Have you tried pressing (at the same time) the right and left arrow buttons on the front panel of the HR20? This cycles them through various brightness levels and turns them off if you keep hitting them.


----------



## jayhawkfan

Tried adjusting the brightness. Got nothing


----------



## hasan

jayhawkfan said:


> Tried adjusting the brightness. Got nothing


It's time for a red button reset! (recessed Red button just to the left the access card, which is located under the flip panel on the right front side of the HR20)

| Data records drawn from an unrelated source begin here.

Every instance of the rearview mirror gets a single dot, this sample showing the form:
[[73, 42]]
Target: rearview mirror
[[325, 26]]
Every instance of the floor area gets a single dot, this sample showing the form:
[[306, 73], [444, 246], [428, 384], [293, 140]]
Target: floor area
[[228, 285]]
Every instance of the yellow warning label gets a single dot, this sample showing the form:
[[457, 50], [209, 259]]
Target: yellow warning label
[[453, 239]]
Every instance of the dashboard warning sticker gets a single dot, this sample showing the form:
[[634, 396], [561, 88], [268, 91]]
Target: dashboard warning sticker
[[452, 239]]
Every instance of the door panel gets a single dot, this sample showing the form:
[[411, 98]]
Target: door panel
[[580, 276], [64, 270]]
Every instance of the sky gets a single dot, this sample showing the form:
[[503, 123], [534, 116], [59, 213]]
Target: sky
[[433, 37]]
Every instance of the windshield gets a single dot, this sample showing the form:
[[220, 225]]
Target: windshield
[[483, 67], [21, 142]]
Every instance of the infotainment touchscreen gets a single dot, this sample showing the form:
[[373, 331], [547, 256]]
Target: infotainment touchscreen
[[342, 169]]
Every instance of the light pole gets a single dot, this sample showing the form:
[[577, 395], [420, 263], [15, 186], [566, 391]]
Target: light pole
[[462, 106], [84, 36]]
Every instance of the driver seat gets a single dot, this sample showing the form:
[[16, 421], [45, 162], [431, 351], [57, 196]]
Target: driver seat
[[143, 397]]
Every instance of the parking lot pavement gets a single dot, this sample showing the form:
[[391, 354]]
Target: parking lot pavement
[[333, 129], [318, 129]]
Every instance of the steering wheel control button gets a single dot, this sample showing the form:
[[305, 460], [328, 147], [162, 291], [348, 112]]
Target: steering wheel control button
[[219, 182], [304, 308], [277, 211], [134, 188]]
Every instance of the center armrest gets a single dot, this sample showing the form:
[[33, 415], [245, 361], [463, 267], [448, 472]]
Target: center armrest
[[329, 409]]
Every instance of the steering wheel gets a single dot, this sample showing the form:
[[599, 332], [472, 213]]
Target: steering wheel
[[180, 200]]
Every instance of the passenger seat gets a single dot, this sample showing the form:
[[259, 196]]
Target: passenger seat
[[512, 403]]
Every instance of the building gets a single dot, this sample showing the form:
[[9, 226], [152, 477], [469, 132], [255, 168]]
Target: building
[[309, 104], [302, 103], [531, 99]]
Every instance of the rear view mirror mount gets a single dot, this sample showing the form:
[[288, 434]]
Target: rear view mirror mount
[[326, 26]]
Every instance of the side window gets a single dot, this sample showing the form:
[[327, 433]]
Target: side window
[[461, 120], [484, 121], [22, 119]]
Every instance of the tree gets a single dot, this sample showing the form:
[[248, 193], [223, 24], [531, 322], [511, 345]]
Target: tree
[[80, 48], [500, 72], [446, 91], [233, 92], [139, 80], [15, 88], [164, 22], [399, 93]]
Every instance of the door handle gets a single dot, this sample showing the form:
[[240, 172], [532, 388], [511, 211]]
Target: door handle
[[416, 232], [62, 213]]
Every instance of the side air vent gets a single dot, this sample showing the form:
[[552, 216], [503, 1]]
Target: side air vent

You'll lose your guide info (which will rebuild automagically over the next 24 hours), but that's the only thing you lose.


----------



## jayhawkfan

That was my next try. Not too concerned however since I find the blue lights kind of bright and annoying in a dark room even at minimum brightness. Just curious if this was a "feature" of 10b


----------



## hasan

jayhawkfan said:


> That was my next try. Not too concerned however since I find the blue lights kind of bright and annoying in a dark room even at minimum brightness. Just curious if this was a "feature" of 10b


I'd be concerned if the unit was misbehaving in this manner...in other words, something is "confused" in the software and it may end up causing other problems in the near future. I'd do a reset and get back to a "clean" state.


----------



## bethg727

Last night I had the system lock up. I was watching the first two hours of Survivor while it was still recording (on HD channel but not OTA). I also had the live finale scheduled to record with a 1/2 hour buffer. When it came time for the live finale to start recording, my system froze. It was not a black screen, just froze with the current TV picture on it. I had to do a red button reset. I also had to re-pad the live finale after the system came back up.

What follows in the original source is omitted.